I had an idea for tracking the first update that caused an error.  This is a 
little convoluted, so bear with me a little, and let me know what you think.

This first part is something that I think would be a good idea to add even if 
the rest is useless: The server object will have a field called requestNumber, 
an AtomicInteger, that will be incremented every time an UpdateRequest is used. 
 When an UpdateRequest is made and it does not already contain a parameter 
called concurrentUpdateId, the string representation of the current 
requestNumber will be inserted into the request as the value of that parameter. 
 Originally I had planned to have it always use the incrementing integer 
values, but there will be a lot of people may already have an existing ID 
value, and using that value would be MUCH easier.  The concurrentUpdateId 
parameter that gets used will be included in the dummy response, and it can 
also be used when Runner logs status messages from each update.

Now for the rest: One of the methods on the server object will set the error 
handling method that will get used.  One choice will be exactly the way it 
works now, including the ability to override the handleError method.  Another 
choice will be to raise a flag that can be checked manually using various get 
methods.  The remaining choice would be very similar to the patch already 
attached to this issue, except that the update ID of the update that caused the 
first internal exception will be in the message on the encapsulating exception.

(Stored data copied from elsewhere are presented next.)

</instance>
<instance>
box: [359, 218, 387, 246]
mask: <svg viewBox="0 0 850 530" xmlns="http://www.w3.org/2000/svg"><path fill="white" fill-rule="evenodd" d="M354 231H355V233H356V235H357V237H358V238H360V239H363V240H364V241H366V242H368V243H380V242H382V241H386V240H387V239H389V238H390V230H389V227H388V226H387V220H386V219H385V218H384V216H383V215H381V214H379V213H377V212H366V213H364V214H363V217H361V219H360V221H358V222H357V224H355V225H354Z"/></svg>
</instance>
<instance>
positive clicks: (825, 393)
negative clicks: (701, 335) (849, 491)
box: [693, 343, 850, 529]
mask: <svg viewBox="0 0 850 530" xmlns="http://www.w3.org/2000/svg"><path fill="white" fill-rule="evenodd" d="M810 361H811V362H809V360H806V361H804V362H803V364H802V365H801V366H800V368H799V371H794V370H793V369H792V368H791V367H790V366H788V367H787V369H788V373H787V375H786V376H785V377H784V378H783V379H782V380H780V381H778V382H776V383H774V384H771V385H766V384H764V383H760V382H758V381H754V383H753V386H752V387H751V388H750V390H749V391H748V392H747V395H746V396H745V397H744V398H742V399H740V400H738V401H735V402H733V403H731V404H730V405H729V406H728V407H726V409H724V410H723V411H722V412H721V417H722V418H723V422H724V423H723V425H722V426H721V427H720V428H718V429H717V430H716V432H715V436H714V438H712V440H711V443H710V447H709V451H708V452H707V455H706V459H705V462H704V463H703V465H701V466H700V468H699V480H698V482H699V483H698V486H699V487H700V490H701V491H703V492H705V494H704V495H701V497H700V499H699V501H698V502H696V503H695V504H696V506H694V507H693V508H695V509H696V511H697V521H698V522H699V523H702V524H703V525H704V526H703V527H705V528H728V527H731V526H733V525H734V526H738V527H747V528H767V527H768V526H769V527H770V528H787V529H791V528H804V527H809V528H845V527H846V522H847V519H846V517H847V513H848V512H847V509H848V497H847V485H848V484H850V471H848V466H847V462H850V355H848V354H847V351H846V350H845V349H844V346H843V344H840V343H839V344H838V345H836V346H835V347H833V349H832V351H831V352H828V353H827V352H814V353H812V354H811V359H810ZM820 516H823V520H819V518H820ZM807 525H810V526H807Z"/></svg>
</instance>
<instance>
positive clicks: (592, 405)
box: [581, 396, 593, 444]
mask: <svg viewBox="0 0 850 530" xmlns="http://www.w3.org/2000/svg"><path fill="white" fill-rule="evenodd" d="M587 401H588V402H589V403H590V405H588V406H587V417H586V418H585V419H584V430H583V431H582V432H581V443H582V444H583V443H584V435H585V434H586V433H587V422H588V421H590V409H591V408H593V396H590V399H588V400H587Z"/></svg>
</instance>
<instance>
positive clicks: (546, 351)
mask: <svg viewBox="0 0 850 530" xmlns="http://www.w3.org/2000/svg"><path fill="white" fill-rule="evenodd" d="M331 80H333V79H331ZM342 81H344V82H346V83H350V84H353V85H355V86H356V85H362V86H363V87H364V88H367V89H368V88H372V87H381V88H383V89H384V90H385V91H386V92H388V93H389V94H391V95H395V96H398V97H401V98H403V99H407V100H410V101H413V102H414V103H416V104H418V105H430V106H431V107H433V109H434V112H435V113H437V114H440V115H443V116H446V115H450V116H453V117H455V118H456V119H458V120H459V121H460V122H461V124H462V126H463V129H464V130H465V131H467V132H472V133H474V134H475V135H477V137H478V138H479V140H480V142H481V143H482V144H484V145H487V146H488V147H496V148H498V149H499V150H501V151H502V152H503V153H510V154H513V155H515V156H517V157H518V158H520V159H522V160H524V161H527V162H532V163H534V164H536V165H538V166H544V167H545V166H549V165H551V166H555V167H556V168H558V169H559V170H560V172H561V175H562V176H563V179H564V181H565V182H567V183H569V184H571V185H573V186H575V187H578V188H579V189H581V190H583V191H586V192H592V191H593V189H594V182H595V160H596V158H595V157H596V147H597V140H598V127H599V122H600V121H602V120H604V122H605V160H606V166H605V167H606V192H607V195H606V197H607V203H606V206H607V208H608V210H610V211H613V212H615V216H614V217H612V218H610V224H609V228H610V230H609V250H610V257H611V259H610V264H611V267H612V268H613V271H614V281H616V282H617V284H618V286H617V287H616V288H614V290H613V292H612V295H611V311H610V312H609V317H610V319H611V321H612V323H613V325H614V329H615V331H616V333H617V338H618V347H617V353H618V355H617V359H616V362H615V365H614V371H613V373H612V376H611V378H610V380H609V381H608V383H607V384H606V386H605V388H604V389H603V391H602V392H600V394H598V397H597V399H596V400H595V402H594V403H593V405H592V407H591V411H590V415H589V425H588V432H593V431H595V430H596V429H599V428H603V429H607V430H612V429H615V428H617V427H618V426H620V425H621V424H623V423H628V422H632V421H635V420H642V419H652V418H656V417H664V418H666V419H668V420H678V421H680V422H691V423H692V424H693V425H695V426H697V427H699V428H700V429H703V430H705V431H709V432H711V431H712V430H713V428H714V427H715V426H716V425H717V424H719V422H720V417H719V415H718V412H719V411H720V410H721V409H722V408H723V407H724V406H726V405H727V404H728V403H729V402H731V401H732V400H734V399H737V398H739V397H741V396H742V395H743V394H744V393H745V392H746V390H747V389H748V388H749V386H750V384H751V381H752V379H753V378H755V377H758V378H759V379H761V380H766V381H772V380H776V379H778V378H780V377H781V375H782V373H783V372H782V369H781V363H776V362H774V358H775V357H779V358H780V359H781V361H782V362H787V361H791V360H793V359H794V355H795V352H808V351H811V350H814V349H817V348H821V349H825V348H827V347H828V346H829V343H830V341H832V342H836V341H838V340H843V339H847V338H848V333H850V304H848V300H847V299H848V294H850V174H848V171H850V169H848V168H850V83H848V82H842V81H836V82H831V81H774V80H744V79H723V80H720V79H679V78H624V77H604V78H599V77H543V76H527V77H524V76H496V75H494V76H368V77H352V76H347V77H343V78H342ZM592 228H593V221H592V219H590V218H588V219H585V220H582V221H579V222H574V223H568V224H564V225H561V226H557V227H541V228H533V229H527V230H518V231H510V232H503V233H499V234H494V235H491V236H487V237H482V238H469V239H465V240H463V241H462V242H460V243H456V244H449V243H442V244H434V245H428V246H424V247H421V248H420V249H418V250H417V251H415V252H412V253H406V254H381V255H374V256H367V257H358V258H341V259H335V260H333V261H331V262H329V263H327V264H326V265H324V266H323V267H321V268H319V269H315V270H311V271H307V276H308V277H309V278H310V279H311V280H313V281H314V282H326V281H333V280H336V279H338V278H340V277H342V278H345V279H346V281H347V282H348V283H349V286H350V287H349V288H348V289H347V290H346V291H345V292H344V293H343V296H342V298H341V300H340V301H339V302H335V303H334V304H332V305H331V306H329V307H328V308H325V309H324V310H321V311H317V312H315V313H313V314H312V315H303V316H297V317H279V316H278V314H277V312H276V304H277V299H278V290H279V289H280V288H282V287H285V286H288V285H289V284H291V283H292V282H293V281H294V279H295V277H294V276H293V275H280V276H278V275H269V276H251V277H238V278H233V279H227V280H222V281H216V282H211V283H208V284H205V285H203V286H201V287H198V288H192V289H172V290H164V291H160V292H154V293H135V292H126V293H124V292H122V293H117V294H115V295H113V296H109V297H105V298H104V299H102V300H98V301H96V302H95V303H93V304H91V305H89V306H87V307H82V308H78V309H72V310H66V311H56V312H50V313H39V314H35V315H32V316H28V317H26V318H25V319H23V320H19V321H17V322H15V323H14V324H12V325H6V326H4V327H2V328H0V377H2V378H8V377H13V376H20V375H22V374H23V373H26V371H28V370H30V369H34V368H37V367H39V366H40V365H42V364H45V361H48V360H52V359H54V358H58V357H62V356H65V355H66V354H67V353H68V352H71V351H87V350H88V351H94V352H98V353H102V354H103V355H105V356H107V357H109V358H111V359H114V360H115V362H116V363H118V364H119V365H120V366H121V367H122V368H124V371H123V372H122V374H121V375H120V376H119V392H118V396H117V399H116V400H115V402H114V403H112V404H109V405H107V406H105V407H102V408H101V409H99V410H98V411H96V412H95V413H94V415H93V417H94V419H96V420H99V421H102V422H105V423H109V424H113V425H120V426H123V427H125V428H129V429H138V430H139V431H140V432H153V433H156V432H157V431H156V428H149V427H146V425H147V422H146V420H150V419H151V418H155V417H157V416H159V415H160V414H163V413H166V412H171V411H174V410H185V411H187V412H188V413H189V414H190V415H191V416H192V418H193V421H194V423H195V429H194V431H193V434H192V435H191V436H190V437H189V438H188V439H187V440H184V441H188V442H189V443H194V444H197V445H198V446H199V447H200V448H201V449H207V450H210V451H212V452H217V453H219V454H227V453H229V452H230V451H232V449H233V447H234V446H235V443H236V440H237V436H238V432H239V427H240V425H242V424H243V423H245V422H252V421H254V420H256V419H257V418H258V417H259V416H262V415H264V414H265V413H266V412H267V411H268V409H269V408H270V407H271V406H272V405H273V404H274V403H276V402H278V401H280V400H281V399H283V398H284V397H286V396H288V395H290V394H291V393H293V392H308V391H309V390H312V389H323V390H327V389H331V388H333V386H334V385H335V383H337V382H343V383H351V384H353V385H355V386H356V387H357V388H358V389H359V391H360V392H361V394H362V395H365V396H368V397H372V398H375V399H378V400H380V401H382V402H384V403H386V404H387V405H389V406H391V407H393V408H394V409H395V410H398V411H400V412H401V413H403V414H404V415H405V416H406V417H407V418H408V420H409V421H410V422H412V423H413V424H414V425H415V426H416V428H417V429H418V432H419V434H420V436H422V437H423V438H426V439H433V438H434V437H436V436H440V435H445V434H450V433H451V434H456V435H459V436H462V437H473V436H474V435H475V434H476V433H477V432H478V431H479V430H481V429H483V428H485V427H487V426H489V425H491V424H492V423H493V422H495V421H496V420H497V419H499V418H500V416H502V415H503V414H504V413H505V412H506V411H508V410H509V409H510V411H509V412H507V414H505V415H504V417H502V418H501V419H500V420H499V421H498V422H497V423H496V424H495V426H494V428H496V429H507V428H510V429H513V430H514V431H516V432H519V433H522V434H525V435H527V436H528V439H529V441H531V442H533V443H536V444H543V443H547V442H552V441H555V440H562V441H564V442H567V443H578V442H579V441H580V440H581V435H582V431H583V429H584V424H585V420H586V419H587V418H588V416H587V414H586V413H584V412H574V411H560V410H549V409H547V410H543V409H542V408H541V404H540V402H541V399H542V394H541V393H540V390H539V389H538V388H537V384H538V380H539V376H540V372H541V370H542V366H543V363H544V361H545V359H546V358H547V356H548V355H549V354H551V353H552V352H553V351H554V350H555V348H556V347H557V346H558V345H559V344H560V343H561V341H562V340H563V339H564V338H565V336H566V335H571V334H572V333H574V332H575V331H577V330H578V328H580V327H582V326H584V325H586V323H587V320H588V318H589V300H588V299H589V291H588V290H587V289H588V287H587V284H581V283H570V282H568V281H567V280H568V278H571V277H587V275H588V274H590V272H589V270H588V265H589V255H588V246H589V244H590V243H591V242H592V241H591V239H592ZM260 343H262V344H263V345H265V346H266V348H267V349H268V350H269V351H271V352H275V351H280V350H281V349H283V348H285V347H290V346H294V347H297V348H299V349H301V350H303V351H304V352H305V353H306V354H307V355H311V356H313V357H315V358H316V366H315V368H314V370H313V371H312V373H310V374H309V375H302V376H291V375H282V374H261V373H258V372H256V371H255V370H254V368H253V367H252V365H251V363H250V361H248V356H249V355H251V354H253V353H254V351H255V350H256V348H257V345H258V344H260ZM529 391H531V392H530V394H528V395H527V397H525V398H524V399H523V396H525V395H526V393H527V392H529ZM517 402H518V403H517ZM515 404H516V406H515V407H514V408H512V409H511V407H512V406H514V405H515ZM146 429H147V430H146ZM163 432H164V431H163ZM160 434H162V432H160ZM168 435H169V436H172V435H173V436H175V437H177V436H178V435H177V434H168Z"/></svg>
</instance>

I've got some of this written already.  It is pushing my java skill boundaries 
a little.

Even if the latter part is not implemented, if the first part goes in, the user 
could override a new HandleError(Exception,String) method to track the ID of 
every update that fails, not just the first.

                
> StreamingUpdateSolrServer swallows exceptions
> ---------------------------------------------
>
>                 Key: SOLR-3284
>                 URL: https://issues.apache.org/jira/browse/SOLR-3284
>             Project: Solr
>          Issue Type: Improvement
>          Components: clients - java
>    Affects Versions: 3.5, 4.0-ALPHA
>            Reporter: Shawn Heisey
>         Attachments: SOLR-3284.patch
>
>
> StreamingUpdateSolrServer eats exceptions thrown by lower level code, such as 
> HttpClient, when doing adds.  It may happen with other methods, though I know 
> that query and deleteByQuery will throw exceptions.  I believe that this is a 
> result of the queue/Runner design.  That's what makes SUSS perform better, 
> but it means you sacrifice the ability to programmatically determine that 
> there was a problem with your update.  All errors are logged via slf4j, but 
> that's not terribly helpful except with determining what went wrong after the 
> fact.
> When using CommonsHttpSolrServer, I've been able to rely on getting an 
> exception thrown by pretty much any error, letting me use try/catch to detect 
> problems.
> There's probably enough dependent code out there that it would not be a good 
> idea to change the design of SUSS, unless there were alternate constructors 
> or additional methods available to configure new/old behavior.  Fixing this 
> is probably not trivial, so it's probably a better idea to come up with a new 
> server object based on CHSS.  This is outside my current skillset.